The New York Times's reports that some shopping malls in Thailand were closed for a third day on Monday, and 43 bank branches in Bangkok were shut as the economic toll of the protests rose.

Even more troublesome, on the outskirts of Bangkok protesters broke into the headquarters of the election commission building demanding the acceleration of an investigation into charges that a large Thai company made a multimillion-dollar payment to the governing party.

What is going on and why does the political upheaval in Thailand seemingly never end?

You have probably seen the pictures of the ongoing political turmoil in Thailand with the red shirts (backer of Thaksin and largely rural) doing all they can to force out the current Prime Minister Abhisit Vejjajiva thereby forcing new elections.
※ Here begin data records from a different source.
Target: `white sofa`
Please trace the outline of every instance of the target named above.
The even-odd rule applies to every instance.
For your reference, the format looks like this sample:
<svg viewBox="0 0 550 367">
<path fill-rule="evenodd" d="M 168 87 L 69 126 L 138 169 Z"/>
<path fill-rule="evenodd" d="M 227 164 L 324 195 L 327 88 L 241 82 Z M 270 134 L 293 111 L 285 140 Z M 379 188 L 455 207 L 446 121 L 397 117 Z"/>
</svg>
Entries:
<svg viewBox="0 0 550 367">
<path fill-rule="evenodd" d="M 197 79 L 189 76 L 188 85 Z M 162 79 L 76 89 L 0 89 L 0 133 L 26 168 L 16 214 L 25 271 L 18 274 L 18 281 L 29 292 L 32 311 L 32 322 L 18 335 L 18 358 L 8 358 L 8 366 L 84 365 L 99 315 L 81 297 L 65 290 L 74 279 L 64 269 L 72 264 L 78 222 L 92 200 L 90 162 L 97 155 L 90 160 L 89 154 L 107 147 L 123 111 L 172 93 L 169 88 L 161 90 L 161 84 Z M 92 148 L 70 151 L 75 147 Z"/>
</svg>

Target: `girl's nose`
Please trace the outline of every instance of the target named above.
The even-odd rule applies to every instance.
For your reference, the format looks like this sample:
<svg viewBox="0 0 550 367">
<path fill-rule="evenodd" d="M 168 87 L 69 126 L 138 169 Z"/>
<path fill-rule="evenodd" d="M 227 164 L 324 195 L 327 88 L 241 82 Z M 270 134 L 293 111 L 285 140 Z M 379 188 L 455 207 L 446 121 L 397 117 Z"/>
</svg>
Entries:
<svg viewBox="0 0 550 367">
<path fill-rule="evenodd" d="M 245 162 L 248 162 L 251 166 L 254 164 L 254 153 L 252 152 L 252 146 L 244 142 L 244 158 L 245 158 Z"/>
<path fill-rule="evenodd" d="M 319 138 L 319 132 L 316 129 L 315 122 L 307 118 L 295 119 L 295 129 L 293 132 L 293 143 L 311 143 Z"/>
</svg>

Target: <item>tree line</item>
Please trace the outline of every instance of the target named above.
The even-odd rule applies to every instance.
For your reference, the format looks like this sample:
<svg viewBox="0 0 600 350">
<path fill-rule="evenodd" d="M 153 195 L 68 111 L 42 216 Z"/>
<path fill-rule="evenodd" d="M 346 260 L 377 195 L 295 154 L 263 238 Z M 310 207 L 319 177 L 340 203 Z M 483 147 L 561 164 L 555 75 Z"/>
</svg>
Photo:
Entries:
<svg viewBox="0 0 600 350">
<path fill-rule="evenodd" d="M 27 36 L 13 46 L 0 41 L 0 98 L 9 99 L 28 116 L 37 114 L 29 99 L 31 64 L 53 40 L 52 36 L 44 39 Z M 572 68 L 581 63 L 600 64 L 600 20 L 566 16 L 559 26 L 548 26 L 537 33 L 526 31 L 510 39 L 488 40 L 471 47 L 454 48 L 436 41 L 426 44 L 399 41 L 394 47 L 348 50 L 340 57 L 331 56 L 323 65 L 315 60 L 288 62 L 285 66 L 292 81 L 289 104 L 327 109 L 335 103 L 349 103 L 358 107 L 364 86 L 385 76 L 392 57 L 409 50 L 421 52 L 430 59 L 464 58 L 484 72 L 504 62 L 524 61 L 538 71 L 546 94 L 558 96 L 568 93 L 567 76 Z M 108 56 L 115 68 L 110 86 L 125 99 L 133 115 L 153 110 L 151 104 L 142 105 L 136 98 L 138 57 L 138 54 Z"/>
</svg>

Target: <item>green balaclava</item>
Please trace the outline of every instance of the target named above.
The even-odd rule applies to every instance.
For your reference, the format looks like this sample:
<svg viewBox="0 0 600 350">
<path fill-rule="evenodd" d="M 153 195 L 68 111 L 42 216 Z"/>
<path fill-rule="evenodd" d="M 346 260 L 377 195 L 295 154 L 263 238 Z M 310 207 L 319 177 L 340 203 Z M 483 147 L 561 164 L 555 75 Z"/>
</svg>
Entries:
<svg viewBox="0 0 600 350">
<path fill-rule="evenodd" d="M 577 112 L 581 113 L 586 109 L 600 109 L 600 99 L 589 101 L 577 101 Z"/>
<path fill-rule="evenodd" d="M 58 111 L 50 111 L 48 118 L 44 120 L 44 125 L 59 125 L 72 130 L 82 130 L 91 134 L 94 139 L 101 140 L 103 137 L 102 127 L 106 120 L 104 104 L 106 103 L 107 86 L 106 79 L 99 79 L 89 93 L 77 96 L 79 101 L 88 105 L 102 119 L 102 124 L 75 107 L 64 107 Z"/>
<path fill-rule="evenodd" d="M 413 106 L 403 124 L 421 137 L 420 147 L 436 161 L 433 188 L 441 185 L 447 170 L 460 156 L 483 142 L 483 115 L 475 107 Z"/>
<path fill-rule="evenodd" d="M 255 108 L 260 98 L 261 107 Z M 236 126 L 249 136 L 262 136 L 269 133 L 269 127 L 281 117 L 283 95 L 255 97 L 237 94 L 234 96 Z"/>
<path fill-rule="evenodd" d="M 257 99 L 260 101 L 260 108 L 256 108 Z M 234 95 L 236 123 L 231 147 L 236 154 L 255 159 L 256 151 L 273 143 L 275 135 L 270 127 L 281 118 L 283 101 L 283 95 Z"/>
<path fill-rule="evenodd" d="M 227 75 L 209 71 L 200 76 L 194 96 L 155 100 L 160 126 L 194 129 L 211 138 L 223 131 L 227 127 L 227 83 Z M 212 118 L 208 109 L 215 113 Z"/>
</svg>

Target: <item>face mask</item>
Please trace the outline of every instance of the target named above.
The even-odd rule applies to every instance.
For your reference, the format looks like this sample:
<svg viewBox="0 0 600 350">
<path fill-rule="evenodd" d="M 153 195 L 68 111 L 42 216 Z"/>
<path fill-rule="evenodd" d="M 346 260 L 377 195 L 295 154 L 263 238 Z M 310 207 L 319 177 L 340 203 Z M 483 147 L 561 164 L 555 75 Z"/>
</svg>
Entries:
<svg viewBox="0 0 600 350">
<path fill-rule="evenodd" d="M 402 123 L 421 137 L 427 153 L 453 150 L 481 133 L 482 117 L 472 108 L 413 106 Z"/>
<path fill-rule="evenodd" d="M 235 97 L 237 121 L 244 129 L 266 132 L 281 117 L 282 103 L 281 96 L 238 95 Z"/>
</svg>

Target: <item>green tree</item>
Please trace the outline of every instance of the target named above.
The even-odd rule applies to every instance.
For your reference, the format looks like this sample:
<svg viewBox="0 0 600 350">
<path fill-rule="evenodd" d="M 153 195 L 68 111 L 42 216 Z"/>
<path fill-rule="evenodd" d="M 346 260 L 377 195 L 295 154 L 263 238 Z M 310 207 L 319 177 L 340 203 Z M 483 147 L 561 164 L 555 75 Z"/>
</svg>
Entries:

The army and the aristocracy seems to be firmly in the camp of the prime minister who just took command 15 months ago.

It seems that Thailand’s twice-elected and now fugitive former prime minister, Thaksin Shinawatra, has the numbers on his side but his excesses led to the army ousted him in 2006. Thomas Fuller of the NYT notes that Thailand is a country of 145,000 Mercedes Benz sedans and about 75,000 villages that struggle economically. Mr. Thaksin injected liquidity and hope into these villages which is why they are his most loyal followers.

The social glue that the country together despite these wide disparities of income and power, deference, graciousness and politeness – are coming unraveled. Technology is also having an impact. In 2005, after four years of Mr. Thaksin as prime minister, the number of people using mobile phones in the vast, rice-growing northeast had more than doubled to 5.3 million.

After the coup in 2006 and through the global financial crisis, debt levels in the northeast doubled to an average of about 100,000 baht, or just over $3,000, per family. This is a lot of money and rural incomes have stagnated leading to the political unrest.

In a sentiment that would warm the heart of any Radio Free Asia supporter, a mother of two at a recent political rally put it this way: “I used to think we were born poor and that was that but I have opened my mind to a new way of thinking: We need to change from the rule of the aristocracy to a real democracy.”

Meanwhile, it seems puzzling that King Bhumibol Adulyadej, at 82 the world’s longest- reigning monarch, does not seem to have the power to settle this political mess. But the king’s health and his power are receding setting up a free for all that has consequences for the country and its stock market. When a large Thai brokerage polled fund managers about political risk factors in 2010, 42% of respondents chose what the brokerage describes as “a change that cannot be mentioned”.

Rumors of King Bhumibol’s death last October sparked a two-day equities sell-off.

Few have known any king other than Bhumibol, who ascended in 1946 and became a power broker through his personality and talented staff. Unfortunately, the thought of designated male heir Crown Prince Maha Vajiralongkorn, aged 57, is not comforting based on his reputation.

So even though the Thai ETF (NYSEARCA:THD) has held up well during the recent upheavals and is relatively cheap on an earnings basis, the death of the King will rock markets so a yellow shirt of caution is in order. Still when you look at the Thai market trading at 13 times trailing earnings compared to Peru (NYSEARCA:EPU) at 37 times or Poland (NYSEARCA:PLND) at 57 times earnings, Thailand looks like a pretty conservative bet for an aggressive emerging markets investor.